Livejournal: A Lost Cause

This is how it's going to play out. SUP is going to squeeze their users as hard as possible to increase revenue. They're going to burn through all their goodwill without noticing or caring, because there's a long lag between pissing off your customers and actually losing revenue. As dissatisfaction mounts, ex-users will finally be motivated to implement the necessary infrastructure to make it easy to migrate away from LJ. At some point the software and service offerings - along with the number of high-social-status charismatic people who have bailed - will pass the tipping point, and there will be a mass emigration. SUP will finally notice the loss of revenue, do too little too late, and eventually unload Livejournal - which will by then be a part of the Internet's cultural history instead of a going concern - to somebody else in a fire sale.

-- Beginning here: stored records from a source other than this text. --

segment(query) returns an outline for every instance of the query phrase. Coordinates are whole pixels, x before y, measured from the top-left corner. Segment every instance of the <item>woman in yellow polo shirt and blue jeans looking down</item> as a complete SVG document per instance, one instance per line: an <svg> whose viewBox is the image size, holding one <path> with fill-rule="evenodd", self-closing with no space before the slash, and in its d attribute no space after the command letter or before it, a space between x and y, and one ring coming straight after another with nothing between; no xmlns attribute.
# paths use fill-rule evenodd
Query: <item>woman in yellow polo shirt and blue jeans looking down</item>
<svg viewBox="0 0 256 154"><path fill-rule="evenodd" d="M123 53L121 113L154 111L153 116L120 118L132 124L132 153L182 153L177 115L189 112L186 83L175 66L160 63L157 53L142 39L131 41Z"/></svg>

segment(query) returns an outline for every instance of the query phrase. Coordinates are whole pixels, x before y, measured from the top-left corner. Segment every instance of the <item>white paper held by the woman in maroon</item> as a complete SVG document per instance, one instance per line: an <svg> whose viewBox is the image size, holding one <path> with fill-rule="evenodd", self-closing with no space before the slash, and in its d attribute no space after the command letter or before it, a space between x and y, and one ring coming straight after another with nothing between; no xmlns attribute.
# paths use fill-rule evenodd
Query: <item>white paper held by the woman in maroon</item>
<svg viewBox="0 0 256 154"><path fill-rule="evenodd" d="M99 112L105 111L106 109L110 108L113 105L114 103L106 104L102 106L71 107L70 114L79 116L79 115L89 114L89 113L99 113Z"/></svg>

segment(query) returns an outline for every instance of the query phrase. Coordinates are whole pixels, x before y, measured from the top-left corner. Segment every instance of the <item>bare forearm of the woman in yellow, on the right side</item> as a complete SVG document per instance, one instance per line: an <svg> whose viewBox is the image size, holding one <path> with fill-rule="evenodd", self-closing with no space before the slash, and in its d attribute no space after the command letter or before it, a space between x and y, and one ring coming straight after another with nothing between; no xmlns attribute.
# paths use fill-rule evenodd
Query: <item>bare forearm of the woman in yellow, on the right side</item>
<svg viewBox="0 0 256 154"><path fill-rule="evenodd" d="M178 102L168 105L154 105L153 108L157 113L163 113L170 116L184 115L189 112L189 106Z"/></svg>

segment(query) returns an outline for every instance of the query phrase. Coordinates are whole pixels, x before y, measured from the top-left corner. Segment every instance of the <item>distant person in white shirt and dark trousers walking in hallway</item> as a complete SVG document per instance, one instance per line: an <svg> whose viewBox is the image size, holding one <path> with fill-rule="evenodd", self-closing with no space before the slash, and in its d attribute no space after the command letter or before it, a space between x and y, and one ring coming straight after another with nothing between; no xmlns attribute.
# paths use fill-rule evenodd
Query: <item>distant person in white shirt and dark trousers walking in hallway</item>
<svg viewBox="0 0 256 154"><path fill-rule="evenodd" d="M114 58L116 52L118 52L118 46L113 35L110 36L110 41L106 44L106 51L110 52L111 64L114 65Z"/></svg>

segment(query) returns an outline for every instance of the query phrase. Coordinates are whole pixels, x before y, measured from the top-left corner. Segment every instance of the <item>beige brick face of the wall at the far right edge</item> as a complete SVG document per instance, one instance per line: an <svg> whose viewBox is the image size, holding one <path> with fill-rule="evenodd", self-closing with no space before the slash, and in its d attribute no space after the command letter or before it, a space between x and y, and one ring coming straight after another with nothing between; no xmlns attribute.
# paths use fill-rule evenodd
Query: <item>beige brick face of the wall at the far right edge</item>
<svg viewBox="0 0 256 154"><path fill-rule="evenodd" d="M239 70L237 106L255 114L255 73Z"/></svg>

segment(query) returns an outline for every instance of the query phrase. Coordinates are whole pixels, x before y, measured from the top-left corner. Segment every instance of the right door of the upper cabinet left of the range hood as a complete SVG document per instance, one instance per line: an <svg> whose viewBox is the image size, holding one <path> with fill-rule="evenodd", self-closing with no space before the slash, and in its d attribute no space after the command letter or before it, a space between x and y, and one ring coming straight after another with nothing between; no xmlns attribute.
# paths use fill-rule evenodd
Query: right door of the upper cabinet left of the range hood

Livejournal is a lost cause. You cannot save it; do not try. The only choice you have is when to leave. If you leave early, the support for aggregation elsewhere will not be as good; if you leave late, the odds increase that all your supposedly private posts will have been sold to the highest bidder.

It's trivial to interoperably set up shop almost anywhere today with public posts; the problem lies with authentication. Right now, I do not believe there is any off the shelf software capable of aggregating RSS or Atom feeds with OpenID authentication, which is unfortunate. It looks like it's going to be at least a mild pain to implement, because using OpenID authentication requires creating a session with cookies, and scripts which fetch web pages are generally not designed with a session paradigm - they expect to make a single request and conduct any required authentication as part of that on a one-time basis. I'm going to suck it up soon and implement this.

As far as publication, it looks like wordpress and movable type have an openid plugin which works for comments. It's not clear whether it supports restrictions on viewing posts, but it probably wouldn't be too hard to add once the openid consumer support is there.